Star Wars The Force Unleashed 2
Remember when these graphics looked great? Plus the longest lightsaber ever!

Graphics & Audio

Sadly there’s been no visual upgrade. Star Wars: The Force Unleashed badly needed one, so it’s a disappointment. As much as I love seeing classic games getting released on the Nintendo Switch, it’s massively disappointing to see that they aren’t getting any upgrades visually. Microsoft did it with Halo when they released the Master Chief Collection and the difference was staggering. I’m not asking for the same level of upgrade,  but something would certainly be nice. It’s not like Star Wars can’t afford it!

Because of the lack of graphics, a fair bit of the game feels like you’re merely redoing the same level. Everything looks terribly dated now. Some scenes still look nice, but it’s pretty clear that this is a game that was built for consoles with much poorer hardware. On the plus side of that, it does mean that with new hardware you can get a solid frame rate, reflective surfaces, and higher resolution than originally. Given that the game has not been re-skinned though, it’s aged poorly.
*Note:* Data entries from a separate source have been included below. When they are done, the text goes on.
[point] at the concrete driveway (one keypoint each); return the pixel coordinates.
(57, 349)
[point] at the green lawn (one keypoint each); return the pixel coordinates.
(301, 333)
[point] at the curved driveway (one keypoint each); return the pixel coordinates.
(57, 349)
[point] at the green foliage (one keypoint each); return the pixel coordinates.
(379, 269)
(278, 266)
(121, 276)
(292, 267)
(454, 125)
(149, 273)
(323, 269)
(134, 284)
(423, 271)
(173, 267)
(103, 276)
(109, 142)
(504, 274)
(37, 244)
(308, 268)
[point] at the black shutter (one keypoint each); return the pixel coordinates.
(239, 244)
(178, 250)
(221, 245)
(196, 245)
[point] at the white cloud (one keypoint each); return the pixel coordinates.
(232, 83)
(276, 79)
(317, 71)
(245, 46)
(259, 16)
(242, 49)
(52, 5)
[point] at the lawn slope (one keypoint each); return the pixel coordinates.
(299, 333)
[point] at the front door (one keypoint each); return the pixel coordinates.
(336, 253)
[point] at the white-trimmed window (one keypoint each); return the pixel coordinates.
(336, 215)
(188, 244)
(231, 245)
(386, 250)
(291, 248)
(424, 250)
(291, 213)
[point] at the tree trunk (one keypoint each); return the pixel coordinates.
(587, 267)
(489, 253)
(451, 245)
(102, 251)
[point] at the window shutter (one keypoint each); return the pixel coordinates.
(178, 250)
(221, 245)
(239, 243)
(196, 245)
One thing that bothered when whenever I’ve played this previously is the camerawork. At times, it feels like you’re fighting that more than you are anything else. The camera has a tendency to snap to a particular view from behind Starkiller. This isn’t helpful when you’ve been hit and can no longer see who hit you. Or my favourite, where I can’t see Starkiller because the camera has decided to go behind pieces of the environment that I’m yet to destroy.

Sound-wise, it’s okay. The music for Star Wars games has always been good. But like the graphics, the audio hasn’t been upgraded. I’m fine with that as it’d be weird otherwise. At least it matches the look of the game. The soundtrack will always be good though.
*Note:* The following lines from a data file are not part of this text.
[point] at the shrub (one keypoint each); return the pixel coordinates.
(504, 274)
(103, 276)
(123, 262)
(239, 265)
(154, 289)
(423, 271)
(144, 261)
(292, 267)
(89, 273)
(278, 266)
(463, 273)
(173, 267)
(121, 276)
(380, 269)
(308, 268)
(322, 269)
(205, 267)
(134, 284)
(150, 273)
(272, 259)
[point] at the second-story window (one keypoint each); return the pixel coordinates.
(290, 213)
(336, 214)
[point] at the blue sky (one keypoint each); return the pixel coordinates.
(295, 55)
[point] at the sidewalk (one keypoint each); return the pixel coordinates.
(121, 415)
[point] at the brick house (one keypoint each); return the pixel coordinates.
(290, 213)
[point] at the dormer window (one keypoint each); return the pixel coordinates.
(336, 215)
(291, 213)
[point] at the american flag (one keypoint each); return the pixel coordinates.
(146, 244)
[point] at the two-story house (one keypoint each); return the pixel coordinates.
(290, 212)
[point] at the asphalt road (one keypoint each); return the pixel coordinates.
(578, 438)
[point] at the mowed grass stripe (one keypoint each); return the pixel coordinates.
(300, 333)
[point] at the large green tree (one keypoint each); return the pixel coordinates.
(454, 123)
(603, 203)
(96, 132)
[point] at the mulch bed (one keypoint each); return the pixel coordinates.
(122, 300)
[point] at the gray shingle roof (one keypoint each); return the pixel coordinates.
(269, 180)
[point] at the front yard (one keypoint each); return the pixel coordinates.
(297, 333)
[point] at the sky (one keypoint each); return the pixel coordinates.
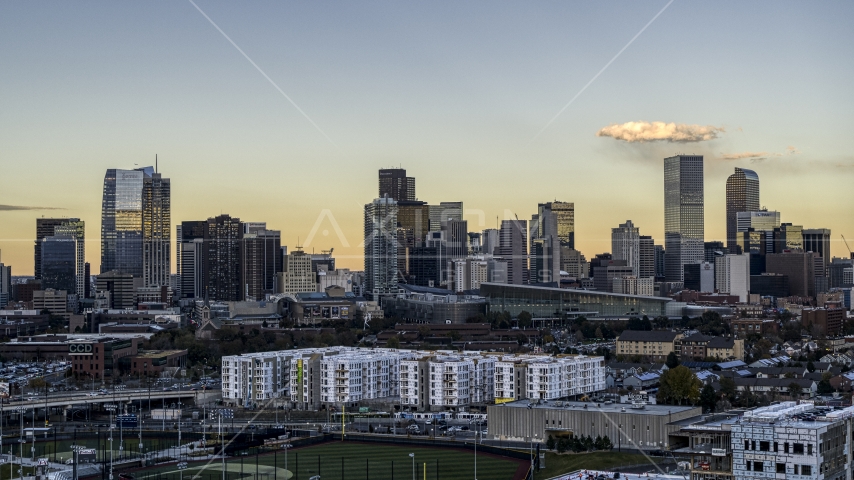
(284, 111)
Star Wars The Force Unleashed 3
Nintendo does give cool motion controls to make it different to other consoles


The campaign is only about eight or so hours. You might find though that bashing away at foes and flicking them away with force powers is fun for an hour or so. But then you’re left wondering if there’s more to the experience. And unfortunately, there isn’t. If this was a modern game, you’d expect to unlock a load of new things, like you do on Star Wars Jedi: Fallen Order. A game that I think all future Star Wars games will aspire to be like. That was the pinnacle of Star Wars gaming. Going from that to The Force Unleashed just shows you how far we’ve come, not just in graphics but in general gameplay.

Sadly, once you’ve completed the game, there’s not enough to make you want to go back for more. It’s a really dated game and it shows.

Final Thoughts

For all that, it’s a fun game from a nostalgia point of view. I loved this game originally and I still love it now. Sure, it badly needed some upgrades and it’s disappointing that it wasn’t given them. But the story is a load of fun and the definite highlight and you have an excuse to listen to Star Wars music which always gets you pumped. It seems like that’s what they were going for with releasing this on the Switch. You shouldn’t have to rely on nostalgia to sell a game. All it’ll do is remind people of how poorly this game has aged and how little there actually is to it.

Unfortunately, the decent story and soundtrack aren’t good enough to outweigh the negatives. If you never played it originally, then you’ll be left wondering what all the fuss was about. And if you have, you’ll be laughing at the time when this game looked absolutely amazing compared to now. You’ll also notice how the gameplay is severely lacking in so many ways.

That said, I’m a sucker for Star Wars, so will I continue the game through to completion? Yes, yes I will. But I’m not going to be entirely happy about it and I definitely won’t be playing it in front of anyone else. I would likely get judged based on the graphics and questioned on it. It’s a fairly mediocre game compared to what we can play in 2022. So with that in mind, I score Star Wars: The Force Unleashed the Bronze Award. Still love the game though!


Disclaimer: A code was received in order to write this review.